Research That Matters (January 17 - 20, 2008)
|Saturday, January 19, 2008: 4:00 PM-5:45 PM|
|Blue Prefunction (Omni Shoreham)|
|[OTH] Introduction to Econometric Time Series Models|
|Speakers/Presenters:||Shenyang Guo, PhD, University of North Carolina at Chapel Hill|
Judith Wildfire, MA, MPH, University of North Carolina at Chapel Hill
Rebecca L. Green, MSW, University of North Carolina at Chapel Hill
Single-subject designs are popular among social work researchers to monitor clients' trajectories of change, and to evaluate process and outcome differences under various intervention and policy conditions. Although econometric time series models (ETSM) are similar to single-subject designs and are based on a more rigorous foundation of statistical theories (Nugent, Sieppert, & Hudson 2001), applications of such models are sparse in the social work literature. This workshop aims to provide an overview of ETSM to fill in the gap.
The workshop will focus on the following topics.
1. Definition and illustration of time series data. In statistics, a time series is a sequence of data points, measured typically at consecutive times and spaced at equal time intervals (Wikipedia, 2007). A time series may be outcome data observed at successive times for an individual, or outcome data observed at successive times for a group of individuals (e.g., an agency or a county). A distinctive feature of such data is non-permissible of missing data at any time point. 2. The stationary assumption. Most time-series models assume a stationary process, which is a stochastic process whose probability distribution at a fixed time is the same across all time points (Wikipedia, 2007). In social work applications, this means a fixed mean and variance of time series at all times. 3. Why the method is useful in social work research? Child welfare researchers often use an individual-level approach (such as survival analysis) to analyze foster care outcomes. An aggregate-level approach using time series data can address important research questions than the individual-level analysis, simply because “individual- and aggregate-level dynamics are inseparable” (Wulzcyn, 1996). 4. Curve smoothing approaches. In order to remove random fluctuations and thereby reveal trends in the time-series data, analysts often need to conduct curve smoothing before observing trends graphically. We will present results of a comparative study of four smoothing techniques: simple moving averages, weighted moving averages, exponentially weighted moving averages, and locally weighted regression with a tricube kernel or lowess (Fox, 2000; Pindyck & Rubinfeld, 1998; SAS, 1995), and conclude that the lowess approach is the best among the four. 5. Statistical models. When modeling time series data with a limited number of units (say, n < 10), one may consider an autoregressive regression model, which assumes an error term that follows an autoregressive process with a given order of AR(p). When modeling time series data of multiple units (n > 10), one may use a growth curve analysis or HLM with either an autoregressive or an unstructured variance-covariance matrix of random effects.

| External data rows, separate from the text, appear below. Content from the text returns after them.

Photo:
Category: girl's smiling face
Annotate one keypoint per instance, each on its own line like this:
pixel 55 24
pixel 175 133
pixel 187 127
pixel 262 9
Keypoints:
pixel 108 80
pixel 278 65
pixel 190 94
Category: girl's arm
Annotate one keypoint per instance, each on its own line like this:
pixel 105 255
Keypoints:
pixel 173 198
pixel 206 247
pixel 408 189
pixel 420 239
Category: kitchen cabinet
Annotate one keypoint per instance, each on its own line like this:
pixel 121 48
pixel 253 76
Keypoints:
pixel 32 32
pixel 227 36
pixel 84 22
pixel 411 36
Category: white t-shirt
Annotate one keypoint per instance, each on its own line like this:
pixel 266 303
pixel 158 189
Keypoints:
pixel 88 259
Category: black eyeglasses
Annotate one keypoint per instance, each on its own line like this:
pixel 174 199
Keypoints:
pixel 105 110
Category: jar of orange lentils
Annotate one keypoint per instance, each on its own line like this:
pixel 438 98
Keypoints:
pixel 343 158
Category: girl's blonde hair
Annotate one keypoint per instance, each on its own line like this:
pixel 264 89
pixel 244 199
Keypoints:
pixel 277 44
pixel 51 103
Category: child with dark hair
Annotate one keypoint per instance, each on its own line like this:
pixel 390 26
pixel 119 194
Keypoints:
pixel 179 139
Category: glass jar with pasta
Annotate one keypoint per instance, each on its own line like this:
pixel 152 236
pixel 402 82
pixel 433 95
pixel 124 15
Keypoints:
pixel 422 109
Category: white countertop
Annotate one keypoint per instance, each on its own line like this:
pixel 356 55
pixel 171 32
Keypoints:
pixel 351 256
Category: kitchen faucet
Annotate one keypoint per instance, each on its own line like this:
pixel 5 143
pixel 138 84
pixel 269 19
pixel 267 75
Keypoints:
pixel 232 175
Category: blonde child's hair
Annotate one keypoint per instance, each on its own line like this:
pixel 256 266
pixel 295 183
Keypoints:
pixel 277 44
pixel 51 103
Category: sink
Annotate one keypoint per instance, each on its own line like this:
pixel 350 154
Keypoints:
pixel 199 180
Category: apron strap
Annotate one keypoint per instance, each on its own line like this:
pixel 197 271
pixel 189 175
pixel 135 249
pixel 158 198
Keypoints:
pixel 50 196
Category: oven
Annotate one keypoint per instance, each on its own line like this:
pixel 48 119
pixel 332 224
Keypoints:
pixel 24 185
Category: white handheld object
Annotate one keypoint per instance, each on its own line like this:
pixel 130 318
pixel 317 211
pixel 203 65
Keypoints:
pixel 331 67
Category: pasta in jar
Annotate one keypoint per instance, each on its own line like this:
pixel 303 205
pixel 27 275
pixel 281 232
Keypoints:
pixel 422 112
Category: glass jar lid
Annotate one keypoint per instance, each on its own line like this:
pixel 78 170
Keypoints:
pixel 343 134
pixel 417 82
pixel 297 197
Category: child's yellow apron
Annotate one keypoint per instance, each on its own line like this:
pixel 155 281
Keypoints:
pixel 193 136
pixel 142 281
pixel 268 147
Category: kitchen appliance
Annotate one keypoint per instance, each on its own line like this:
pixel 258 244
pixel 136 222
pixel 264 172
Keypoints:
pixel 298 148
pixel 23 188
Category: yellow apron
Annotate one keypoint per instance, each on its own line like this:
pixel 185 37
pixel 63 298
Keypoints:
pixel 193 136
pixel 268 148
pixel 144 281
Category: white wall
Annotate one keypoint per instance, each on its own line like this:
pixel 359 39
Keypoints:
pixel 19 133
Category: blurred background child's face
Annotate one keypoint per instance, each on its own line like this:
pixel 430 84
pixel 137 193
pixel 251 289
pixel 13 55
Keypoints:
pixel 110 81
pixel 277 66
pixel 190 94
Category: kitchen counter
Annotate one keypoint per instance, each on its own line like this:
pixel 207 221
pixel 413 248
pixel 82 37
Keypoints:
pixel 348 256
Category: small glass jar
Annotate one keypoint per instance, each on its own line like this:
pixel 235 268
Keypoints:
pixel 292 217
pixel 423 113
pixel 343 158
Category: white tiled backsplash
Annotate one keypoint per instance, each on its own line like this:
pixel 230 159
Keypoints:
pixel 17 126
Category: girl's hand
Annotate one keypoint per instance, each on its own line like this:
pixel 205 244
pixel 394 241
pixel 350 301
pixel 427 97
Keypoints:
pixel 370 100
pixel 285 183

We will use a real example evaluating the North Carolina's Title IV-E Waiver Demonstration program to illustrate all points listed above. The most important finding of the study is that the Waiver counties did not differ substantially from the non-waiver counties in terms of the shape of change trajectory and the rate of change; without the Waiver Demonstration, these counties could have experienced a faster increase in number of entries into placement than the non-waiver counties.